Inducible Clindamycin Resistance in Methicillin Resistant Staphylococcus aureus

Saleh. H. Baiu, Nadia. E. Al-Abdli

American Journal of Infectious Diseases and Microbiology

Inducible Clindamycin Resistance in Methicillin Resistant Staphylococcus aureus

Saleh. H. Baiu1, Nadia. E. Al-Abdli2,

1Department of Botany, Faculty of Science, Benghazi University, Libya

22Department of Laboratory, Eye Hospital, Benghazi, Libya


The resistance to antimicrobial agents among staphylococci is an increasing problem. This has led to renewed interest in the usage of macrolide-lincosamide-streptogramin B (MLSB) antibiotics to treat Staphylococcus aureus infections. In vitro routine tests for clindamycin susceptibility may fail to detect inducible clindamycin resistance thus necessitating the need to detect such resistance by a simple D-test on routine basis. The objective of this study was to investigate S. aureus collected isolates for MLSB phenotypes, in particular inducible clindamycin resistance (MLSBi). Methods: Four hundred and forty six S.aureus isolates from samples were evaluated and inducible resistance to clindamycin was detected by D-test as per CLSI guidelines (2012). Results: Among 224 isolates of staphylococci studied, 101 (21.4%) were methicillin-resistant S. aureus (MRSA) and 123 (26.1%) were methicillin-sensitive Staphylococcus aureus (MSSA). Of the 224 staphylococcal isolates 62 (27.7%) were resistant to erythromycin of which 10 (4.46%) showed inducible clindamycin resistance and belonged to the MLSBi phenotype. Among the 10 MLSBi phenotype 7 (6.93%) were MRSA and 3 (2.44%) were MSSA. Conclusion: D-test should be included as a mandatory method in routine disc diffusion testing to detect inducible clindamycin resistance in staphylococci for the optimum treatment of patients.

Cite this article:

  • Saleh. H. Baiu, Nadia. E. Al-Abdli.

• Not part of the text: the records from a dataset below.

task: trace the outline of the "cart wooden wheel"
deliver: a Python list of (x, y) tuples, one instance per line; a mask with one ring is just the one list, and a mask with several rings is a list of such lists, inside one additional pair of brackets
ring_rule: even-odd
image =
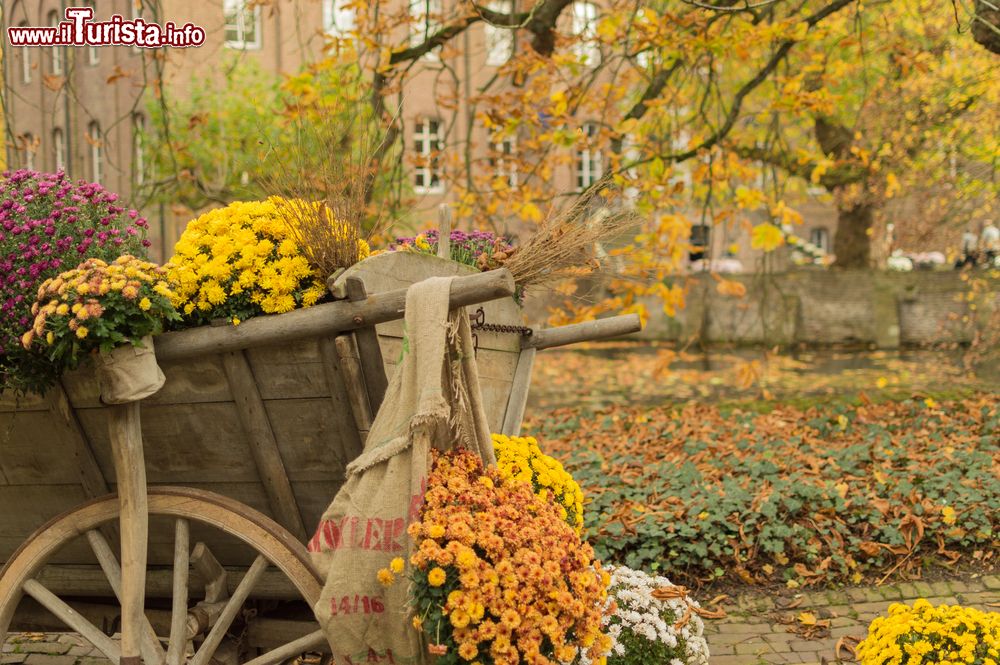
[[(174, 565), (170, 634), (165, 640), (167, 643), (165, 650), (163, 636), (157, 636), (148, 619), (143, 617), (141, 653), (142, 661), (146, 665), (182, 665), (182, 663), (208, 665), (243, 609), (244, 602), (251, 595), (254, 585), (269, 565), (278, 568), (288, 578), (310, 608), (318, 601), (322, 581), (312, 567), (305, 547), (267, 516), (238, 501), (190, 488), (153, 487), (150, 488), (148, 497), (151, 517), (173, 518)], [(55, 615), (67, 628), (89, 641), (113, 663), (130, 665), (127, 661), (138, 660), (122, 658), (121, 645), (117, 640), (109, 637), (73, 610), (36, 579), (46, 563), (61, 548), (75, 539), (84, 537), (89, 541), (112, 590), (120, 600), (121, 568), (101, 531), (104, 525), (117, 522), (119, 513), (120, 505), (116, 495), (95, 499), (50, 520), (18, 548), (0, 572), (0, 641), (6, 637), (22, 596), (27, 594)], [(191, 522), (227, 533), (258, 553), (233, 594), (226, 598), (228, 592), (223, 589), (222, 600), (213, 603), (213, 607), (203, 603), (201, 608), (189, 608)], [(218, 593), (219, 589), (214, 591)], [(208, 593), (209, 589), (206, 588), (206, 595)], [(205, 611), (206, 608), (208, 612)], [(189, 611), (190, 609), (201, 611)], [(200, 646), (193, 656), (186, 655), (185, 650), (192, 634), (199, 632), (203, 636)], [(317, 624), (316, 629), (307, 635), (282, 644), (263, 655), (243, 659), (243, 662), (248, 665), (274, 665), (304, 652), (319, 650), (327, 650), (327, 644)]]

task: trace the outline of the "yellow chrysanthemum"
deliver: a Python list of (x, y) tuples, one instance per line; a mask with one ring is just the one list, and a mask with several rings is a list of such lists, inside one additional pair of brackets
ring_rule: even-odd
[[(196, 322), (235, 323), (319, 302), (327, 275), (313, 268), (293, 226), (291, 212), (300, 203), (237, 201), (188, 223), (170, 261), (175, 306)], [(329, 218), (331, 236), (347, 238), (347, 227)], [(369, 253), (359, 240), (358, 258)]]
[(444, 584), (444, 581), (445, 579), (447, 579), (447, 577), (448, 576), (445, 574), (443, 568), (435, 567), (431, 570), (431, 572), (427, 573), (427, 583), (435, 587), (441, 586), (442, 584)]
[(577, 533), (583, 530), (583, 492), (580, 485), (557, 459), (541, 451), (534, 437), (494, 434), (493, 450), (503, 478), (530, 484), (542, 499), (551, 497), (569, 525)]

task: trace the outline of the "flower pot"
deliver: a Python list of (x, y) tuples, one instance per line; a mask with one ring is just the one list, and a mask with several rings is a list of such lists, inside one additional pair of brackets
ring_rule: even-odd
[(126, 344), (97, 355), (97, 375), (101, 384), (101, 401), (105, 404), (126, 404), (149, 397), (166, 380), (153, 353), (153, 338), (140, 340), (142, 346)]

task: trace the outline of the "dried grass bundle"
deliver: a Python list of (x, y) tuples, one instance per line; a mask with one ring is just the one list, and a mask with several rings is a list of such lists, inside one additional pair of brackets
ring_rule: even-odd
[(267, 191), (295, 240), (322, 275), (368, 255), (365, 227), (377, 231), (381, 211), (369, 205), (385, 140), (371, 114), (344, 102), (298, 110), (289, 122), (291, 148), (271, 151)]
[(275, 198), (292, 237), (321, 275), (348, 268), (368, 254), (359, 219), (350, 215), (356, 209), (342, 199), (334, 198), (332, 203), (298, 196)]
[(579, 277), (600, 267), (602, 244), (621, 237), (638, 222), (630, 211), (591, 211), (585, 203), (578, 204), (543, 221), (503, 265), (521, 286)]

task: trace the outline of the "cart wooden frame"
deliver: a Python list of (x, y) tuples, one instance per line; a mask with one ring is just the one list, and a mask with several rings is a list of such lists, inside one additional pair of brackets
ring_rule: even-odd
[[(453, 308), (520, 324), (504, 269), (381, 255), (331, 281), (340, 300), (158, 337), (167, 381), (141, 403), (102, 405), (88, 370), (44, 397), (0, 397), (0, 636), (61, 625), (122, 665), (327, 650), (303, 543), (381, 406), (406, 286), (433, 275), (456, 276)], [(519, 432), (536, 351), (639, 328), (625, 316), (477, 333), (491, 427)]]

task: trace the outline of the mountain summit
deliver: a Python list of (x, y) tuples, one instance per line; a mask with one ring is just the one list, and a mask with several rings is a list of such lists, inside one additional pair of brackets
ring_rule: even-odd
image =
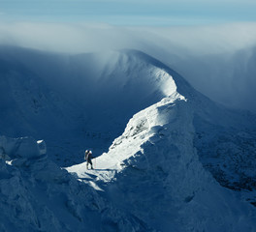
[[(0, 58), (2, 133), (48, 144), (48, 157), (27, 156), (16, 147), (28, 141), (24, 146), (35, 148), (33, 139), (0, 140), (2, 151), (11, 151), (1, 164), (4, 179), (15, 176), (25, 192), (16, 192), (28, 214), (18, 225), (30, 215), (32, 228), (49, 228), (37, 219), (43, 188), (44, 223), (54, 229), (80, 231), (100, 221), (100, 231), (255, 231), (255, 115), (213, 102), (140, 51), (67, 55), (8, 47)], [(86, 170), (84, 149), (97, 156), (108, 147), (94, 160), (96, 169)], [(52, 160), (70, 165), (73, 176)], [(16, 199), (9, 193), (7, 209)]]

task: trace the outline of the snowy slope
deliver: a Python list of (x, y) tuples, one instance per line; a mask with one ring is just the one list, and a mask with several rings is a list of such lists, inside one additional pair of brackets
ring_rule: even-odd
[(173, 91), (169, 75), (138, 54), (1, 46), (1, 133), (44, 137), (62, 166), (80, 162), (84, 147), (107, 151), (134, 113)]
[(31, 137), (0, 137), (1, 231), (151, 231), (42, 153)]
[[(3, 230), (256, 230), (244, 198), (255, 189), (255, 115), (211, 102), (139, 51), (2, 47), (0, 57), (1, 133), (49, 145), (48, 159), (31, 138), (17, 139), (28, 141), (21, 153), (1, 138), (12, 160), (1, 163)], [(84, 148), (99, 155), (112, 139), (96, 170), (80, 163), (67, 168), (72, 177), (51, 161), (81, 162)]]

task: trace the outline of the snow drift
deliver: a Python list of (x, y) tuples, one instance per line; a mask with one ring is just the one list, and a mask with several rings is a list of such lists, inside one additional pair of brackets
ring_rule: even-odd
[[(32, 138), (1, 138), (10, 160), (1, 162), (3, 230), (255, 231), (245, 201), (255, 198), (255, 115), (211, 102), (135, 50), (70, 56), (8, 47), (0, 64), (2, 132), (49, 144), (48, 159)], [(52, 162), (80, 162), (88, 146), (96, 155), (110, 146), (95, 171), (80, 163), (67, 168), (71, 176)]]
[(1, 231), (151, 231), (48, 160), (40, 144), (0, 138), (10, 158), (0, 160)]

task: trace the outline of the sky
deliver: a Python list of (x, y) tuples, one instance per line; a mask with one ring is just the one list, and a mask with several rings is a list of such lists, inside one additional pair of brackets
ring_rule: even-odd
[(256, 21), (254, 0), (0, 0), (1, 21), (174, 26)]

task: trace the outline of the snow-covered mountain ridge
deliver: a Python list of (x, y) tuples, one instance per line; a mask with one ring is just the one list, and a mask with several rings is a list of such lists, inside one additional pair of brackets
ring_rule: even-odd
[[(16, 59), (11, 51), (2, 53), (2, 131), (46, 136), (49, 148), (48, 159), (36, 150), (6, 154), (13, 161), (2, 162), (2, 188), (14, 176), (25, 193), (9, 197), (15, 185), (6, 188), (3, 228), (21, 212), (27, 218), (18, 218), (18, 227), (33, 218), (32, 228), (43, 231), (49, 224), (52, 231), (94, 231), (95, 223), (95, 231), (255, 231), (255, 209), (243, 194), (255, 189), (255, 115), (214, 103), (139, 51), (71, 57), (21, 49)], [(49, 160), (57, 151), (62, 165), (77, 162), (84, 148), (103, 151), (112, 138), (95, 171), (85, 163), (67, 168), (80, 182)], [(20, 197), (22, 205), (32, 202), (29, 209), (15, 206)]]
[(1, 47), (2, 134), (44, 137), (62, 166), (80, 162), (84, 146), (100, 155), (133, 114), (175, 91), (155, 62), (130, 50), (68, 55)]
[(134, 115), (95, 171), (67, 170), (159, 231), (255, 231), (255, 209), (199, 160), (192, 106), (174, 93)]

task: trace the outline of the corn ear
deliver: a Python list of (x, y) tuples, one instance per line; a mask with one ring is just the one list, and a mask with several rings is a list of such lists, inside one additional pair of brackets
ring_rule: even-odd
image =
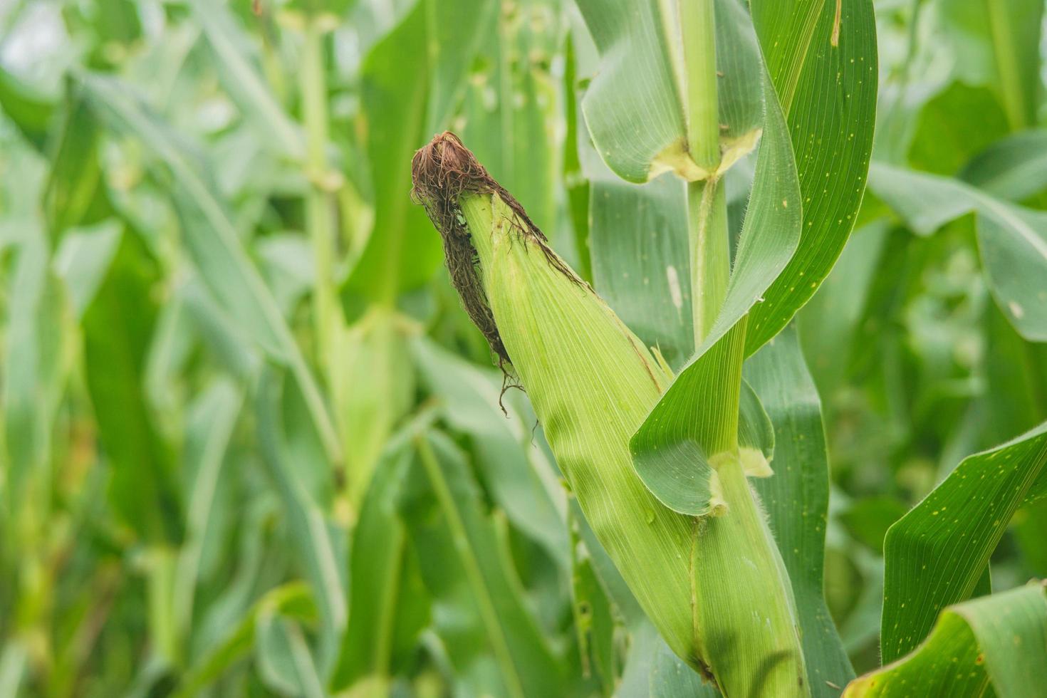
[(737, 444), (706, 464), (709, 515), (663, 504), (629, 438), (672, 380), (664, 361), (453, 134), (416, 154), (414, 177), (467, 312), (526, 387), (586, 520), (669, 647), (729, 697), (809, 695), (788, 578)]

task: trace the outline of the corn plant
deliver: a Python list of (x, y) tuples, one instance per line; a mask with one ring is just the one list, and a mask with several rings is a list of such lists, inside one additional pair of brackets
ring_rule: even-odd
[(1042, 0), (8, 5), (0, 696), (1043, 694)]

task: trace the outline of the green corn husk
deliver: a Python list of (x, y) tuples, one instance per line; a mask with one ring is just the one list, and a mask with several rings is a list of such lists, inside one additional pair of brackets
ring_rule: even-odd
[(788, 578), (737, 448), (714, 459), (720, 516), (662, 504), (629, 438), (668, 369), (453, 134), (419, 151), (414, 176), (467, 312), (512, 364), (586, 520), (669, 647), (729, 697), (809, 695)]

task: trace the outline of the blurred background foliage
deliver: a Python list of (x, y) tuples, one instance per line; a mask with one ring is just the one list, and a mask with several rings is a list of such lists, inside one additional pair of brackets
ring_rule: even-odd
[[(1047, 240), (1043, 1), (875, 7), (876, 164), (797, 323), (860, 673), (887, 527), (1047, 420), (1047, 257), (973, 215)], [(600, 162), (595, 63), (566, 0), (0, 3), (0, 696), (671, 693), (408, 197), (454, 130), (659, 341), (633, 290), (667, 297), (683, 199)], [(1045, 532), (1018, 513), (995, 590), (1047, 576)]]

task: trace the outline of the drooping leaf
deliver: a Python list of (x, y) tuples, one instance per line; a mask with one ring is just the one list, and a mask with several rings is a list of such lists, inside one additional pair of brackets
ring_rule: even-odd
[(844, 696), (1024, 698), (1043, 690), (1047, 596), (1040, 583), (942, 610), (910, 654), (855, 679)]
[[(678, 456), (677, 451), (667, 449), (686, 441), (713, 457), (716, 447), (709, 443), (710, 435), (721, 430), (723, 421), (737, 419), (739, 383), (735, 381), (740, 377), (729, 373), (732, 365), (740, 364), (745, 345), (742, 320), (784, 268), (800, 239), (800, 190), (793, 150), (775, 90), (770, 83), (765, 89), (766, 114), (756, 176), (727, 298), (701, 346), (633, 435), (630, 448), (634, 460), (658, 460), (660, 453)], [(695, 410), (695, 405), (700, 409)], [(667, 468), (678, 470), (671, 467), (672, 459), (666, 460)]]
[(66, 228), (97, 223), (112, 213), (98, 161), (101, 130), (90, 105), (75, 85), (67, 89), (67, 106), (43, 204), (48, 234), (57, 245)]
[(752, 479), (788, 570), (803, 629), (807, 684), (834, 697), (832, 685), (854, 676), (823, 590), (829, 466), (821, 404), (794, 329), (786, 329), (745, 363), (745, 377), (774, 424), (774, 474)]
[(32, 473), (50, 468), (51, 430), (69, 342), (65, 303), (49, 268), (43, 229), (39, 224), (26, 226), (14, 271), (4, 284), (9, 303), (3, 332), (4, 499), (13, 513), (21, 510)]
[(1047, 187), (1047, 131), (998, 140), (967, 162), (960, 179), (994, 197), (1021, 201)]
[(1047, 423), (963, 459), (887, 532), (881, 652), (912, 651), (950, 604), (964, 601), (1015, 511), (1047, 492)]
[(254, 655), (263, 681), (289, 696), (324, 698), (324, 680), (309, 653), (302, 628), (277, 613), (259, 614), (254, 626)]
[(87, 386), (109, 456), (110, 500), (125, 523), (150, 542), (182, 535), (171, 446), (157, 431), (144, 396), (146, 356), (157, 314), (159, 269), (125, 230), (109, 273), (84, 312)]
[(0, 109), (14, 121), (34, 148), (44, 151), (55, 106), (2, 67), (0, 67)]
[(754, 0), (751, 6), (788, 122), (803, 230), (796, 254), (752, 312), (747, 355), (810, 299), (847, 242), (865, 190), (877, 80), (871, 0)]
[(428, 598), (398, 512), (411, 461), (411, 425), (391, 444), (371, 480), (350, 557), (349, 626), (331, 679), (333, 691), (386, 685), (429, 620)]
[(1035, 125), (1044, 4), (1039, 0), (945, 0), (940, 13), (957, 73), (999, 94), (1012, 130)]
[(315, 620), (316, 608), (309, 595), (308, 586), (302, 582), (288, 582), (266, 592), (244, 613), (217, 647), (190, 668), (174, 695), (179, 698), (196, 696), (202, 689), (217, 680), (250, 652), (254, 644), (259, 617), (275, 612), (306, 621)]
[(184, 491), (188, 493), (185, 541), (176, 561), (171, 602), (180, 637), (187, 637), (192, 629), (208, 531), (213, 519), (222, 513), (218, 511), (220, 506), (215, 505), (222, 467), (243, 403), (243, 389), (220, 378), (191, 405), (183, 452), (184, 479), (187, 480)]
[(631, 184), (595, 158), (583, 162), (596, 289), (644, 343), (680, 367), (694, 351), (684, 182), (665, 174)]

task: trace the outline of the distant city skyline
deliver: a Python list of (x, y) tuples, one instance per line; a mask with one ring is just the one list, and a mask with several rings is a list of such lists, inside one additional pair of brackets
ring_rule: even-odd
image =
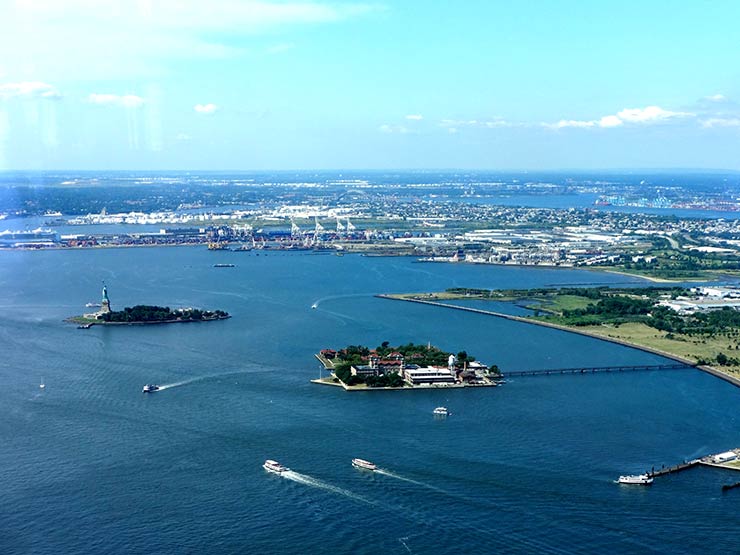
[(733, 1), (2, 13), (0, 170), (740, 170)]

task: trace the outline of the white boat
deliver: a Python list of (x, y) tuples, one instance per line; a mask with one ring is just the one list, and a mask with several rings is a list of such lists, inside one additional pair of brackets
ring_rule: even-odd
[(629, 474), (626, 476), (620, 476), (619, 480), (617, 480), (617, 483), (649, 486), (653, 483), (653, 479), (647, 474)]
[(378, 468), (375, 464), (364, 459), (352, 459), (352, 466), (355, 468), (363, 468), (365, 470), (377, 470)]
[(271, 459), (267, 459), (262, 465), (262, 468), (264, 468), (268, 472), (274, 472), (275, 474), (282, 474), (283, 472), (287, 472), (288, 470), (290, 470), (287, 466), (283, 466), (279, 462), (273, 461)]

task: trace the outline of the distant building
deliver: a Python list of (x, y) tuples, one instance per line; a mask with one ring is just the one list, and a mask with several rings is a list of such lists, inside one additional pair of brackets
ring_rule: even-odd
[(411, 385), (455, 383), (455, 376), (447, 368), (426, 366), (422, 368), (404, 368), (403, 377)]
[(103, 314), (110, 312), (110, 299), (108, 298), (108, 288), (103, 284), (103, 300), (100, 301), (100, 311), (98, 312), (98, 318)]

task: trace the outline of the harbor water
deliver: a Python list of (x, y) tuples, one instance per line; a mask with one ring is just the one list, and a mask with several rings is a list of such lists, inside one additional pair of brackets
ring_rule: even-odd
[[(233, 317), (65, 323), (99, 302), (102, 281), (113, 309)], [(626, 283), (634, 278), (354, 255), (0, 252), (0, 552), (736, 552), (740, 492), (721, 491), (733, 473), (614, 483), (740, 445), (740, 390), (697, 370), (406, 392), (309, 382), (319, 349), (383, 341), (466, 350), (504, 372), (663, 363), (374, 296)], [(142, 394), (147, 383), (164, 387)], [(440, 405), (450, 416), (434, 418)], [(354, 457), (380, 471), (353, 468)], [(291, 471), (265, 472), (268, 458)]]

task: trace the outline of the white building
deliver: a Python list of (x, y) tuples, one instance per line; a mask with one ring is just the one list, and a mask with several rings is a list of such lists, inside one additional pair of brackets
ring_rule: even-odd
[(424, 368), (404, 368), (403, 377), (411, 385), (455, 383), (455, 376), (447, 368), (426, 366)]

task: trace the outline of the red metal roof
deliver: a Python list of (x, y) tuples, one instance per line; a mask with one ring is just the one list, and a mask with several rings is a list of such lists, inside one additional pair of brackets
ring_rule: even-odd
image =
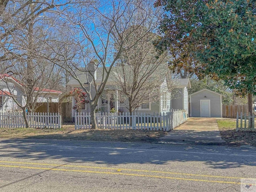
[[(16, 82), (18, 83), (19, 84), (21, 85), (22, 86), (24, 86), (24, 85), (21, 83), (19, 82), (19, 81), (16, 78), (14, 77), (9, 75), (8, 74), (0, 74), (0, 78), (3, 79), (4, 77), (9, 77), (10, 78), (12, 78)], [(61, 91), (56, 91), (56, 90), (52, 90), (52, 89), (45, 89), (43, 88), (41, 90), (40, 90), (40, 89), (38, 87), (35, 87), (34, 88), (34, 91), (40, 91), (42, 92), (47, 92), (49, 93), (62, 93), (62, 92)]]

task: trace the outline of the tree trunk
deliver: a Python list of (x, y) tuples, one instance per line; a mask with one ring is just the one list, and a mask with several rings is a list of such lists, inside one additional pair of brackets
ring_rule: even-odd
[[(253, 112), (252, 111), (252, 94), (251, 93), (248, 94), (248, 112), (251, 114), (251, 117), (250, 118), (249, 120), (250, 121), (250, 124), (251, 126), (252, 126), (252, 115)], [(251, 128), (251, 127), (249, 127)]]
[(22, 114), (23, 115), (23, 118), (24, 118), (24, 120), (25, 121), (25, 124), (26, 124), (26, 128), (29, 128), (29, 126), (28, 124), (28, 121), (27, 118), (27, 113), (26, 111), (26, 108), (22, 108)]
[(95, 115), (96, 106), (96, 105), (90, 104), (90, 109), (91, 109), (91, 123), (92, 124), (92, 129), (98, 128), (98, 123), (96, 120), (96, 115)]
[[(252, 94), (251, 93), (248, 94), (248, 112), (251, 114), (249, 120), (250, 122), (250, 124), (251, 126), (252, 126), (252, 115), (254, 115), (252, 111)], [(251, 127), (249, 127), (249, 128), (251, 128)]]
[(129, 120), (129, 124), (130, 126), (132, 126), (132, 118), (131, 116), (132, 115), (132, 109), (131, 103), (130, 101), (129, 102), (129, 112), (130, 112), (130, 115), (131, 116)]

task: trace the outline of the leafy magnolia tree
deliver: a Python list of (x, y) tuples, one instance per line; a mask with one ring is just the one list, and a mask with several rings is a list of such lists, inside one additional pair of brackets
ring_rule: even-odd
[(155, 2), (156, 6), (165, 6), (164, 14), (159, 29), (164, 35), (156, 41), (155, 45), (160, 51), (167, 50), (169, 52), (171, 56), (169, 67), (174, 74), (177, 74), (180, 78), (190, 78), (198, 73), (200, 63), (195, 54), (200, 46), (193, 37), (186, 32), (189, 26), (179, 23), (191, 22), (191, 16), (186, 13), (192, 11), (194, 2), (179, 1), (182, 7), (179, 9), (175, 4), (178, 2), (159, 0)]
[[(191, 37), (200, 74), (224, 80), (241, 95), (256, 94), (256, 2), (252, 0), (159, 0), (168, 13), (162, 20), (164, 34), (174, 22), (182, 36)], [(168, 35), (166, 38), (168, 38)]]
[(157, 36), (148, 33), (146, 27), (135, 30), (134, 27), (137, 28), (132, 26), (126, 32), (130, 34), (123, 44), (120, 62), (113, 70), (114, 81), (128, 102), (123, 96), (120, 98), (131, 115), (142, 104), (159, 98), (160, 86), (168, 71), (166, 52), (160, 55), (153, 45)]

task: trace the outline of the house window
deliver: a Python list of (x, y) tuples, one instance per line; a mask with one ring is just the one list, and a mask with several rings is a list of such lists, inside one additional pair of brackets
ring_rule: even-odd
[(164, 92), (162, 96), (163, 110), (166, 110), (167, 108), (167, 93)]
[(149, 109), (149, 103), (145, 103), (141, 105), (142, 109)]
[(150, 103), (144, 103), (141, 105), (138, 108), (138, 110), (151, 110), (151, 104)]
[[(85, 100), (85, 98), (84, 98), (84, 101), (86, 101), (86, 100)], [(81, 104), (81, 109), (82, 109), (82, 110), (86, 110), (87, 108), (86, 108), (86, 103), (85, 102), (85, 101), (82, 102)]]

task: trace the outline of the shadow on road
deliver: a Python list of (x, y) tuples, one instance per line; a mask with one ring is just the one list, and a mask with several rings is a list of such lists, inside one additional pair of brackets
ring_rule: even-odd
[[(67, 163), (92, 162), (110, 165), (202, 162), (208, 167), (217, 169), (256, 166), (255, 153), (251, 154), (238, 149), (192, 145), (179, 147), (173, 145), (173, 148), (169, 146), (165, 148), (165, 146), (143, 143), (8, 139), (0, 141), (0, 160), (1, 158), (6, 157), (27, 160), (50, 159), (53, 162), (61, 159)], [(239, 152), (245, 156), (228, 155)], [(247, 155), (250, 154), (251, 156)]]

Inducible Clindamycin Resistance in Methicillin Resistant Staphylococcus aureus. American Journal of Infectious Diseases and Microbiology. Vol. 4, No. 1, 2016, pp 25-27.
  • Baiu, Saleh. H., and Nadia. E. Al-Abdli. "Inducible Clindamycin Resistance in Methicillin Resistant Staphylococcus aureus." American Journal of Infectious Diseases and Microbiology 4.1 (2016): 25-27.
  • Baiu, S. H. , & Al-Abdli, N. E. (2016). Inducible Clindamycin Resistance in Methicillin Resistant Staphylococcus aureus. American Journal of Infectious Diseases and Microbiology, 4(1), 25-27.
  • Baiu, Saleh. H., and Nadia. E. Al-Abdli. "Inducible Clindamycin Resistance in Methicillin Resistant Staphylococcus aureus." American Journal of Infectious Diseases and Microbiology 4, no. 1 (2016): 25-27.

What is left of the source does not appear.